Parents from the small village of Hinton, near Maitland, took a fight over school staffing ratios to State Parliament on Tuesday, pleading with the government not to strip their school of a teacher because enrolments are short just four students.
Hinton Public School, the second oldest to continually operate in the state, has 100 students but needs enrolments to return to at least 104 or it will lose one of its five teachers from next term.
Parents and Citizens Association member Karin Hines said students would have to form a years 3, 4, 5 composite class of 28 because of the strict application of the student-teacher ratio.
At Parliament, P&C members met with Maitland MP Robyn Parker, senior bureaucrats of the Department of Education and Training and a representative for Education Minister Adrian Piccoli.

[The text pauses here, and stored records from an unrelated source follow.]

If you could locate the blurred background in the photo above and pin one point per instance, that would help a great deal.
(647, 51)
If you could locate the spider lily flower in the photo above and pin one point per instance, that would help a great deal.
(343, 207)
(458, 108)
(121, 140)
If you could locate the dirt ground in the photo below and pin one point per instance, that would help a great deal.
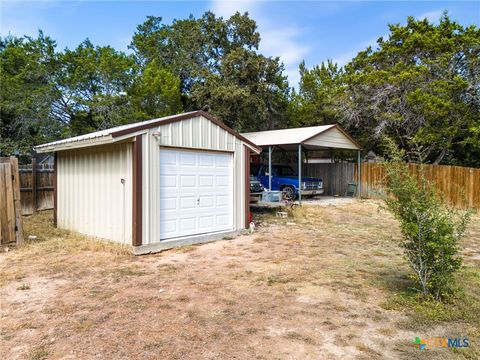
(312, 286)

Their concerns were also a subject of Question Time, when Labor education spokeswoman Carmel Tebbutt asked Mr Piccoli whether the government would listen to the Hinton community as was promised under the government’s ‘‘Local Schools Local Decisions’’ policy.
The government is cutting $1.7billion from the education budget over four years.
P&C committee president Linda Siever said the school community understood ‘‘we’re not the only ones’’ but was appealing for consideration of its size.
‘‘This little school is already feeling the effects of the government’s education cuts,’’ she said.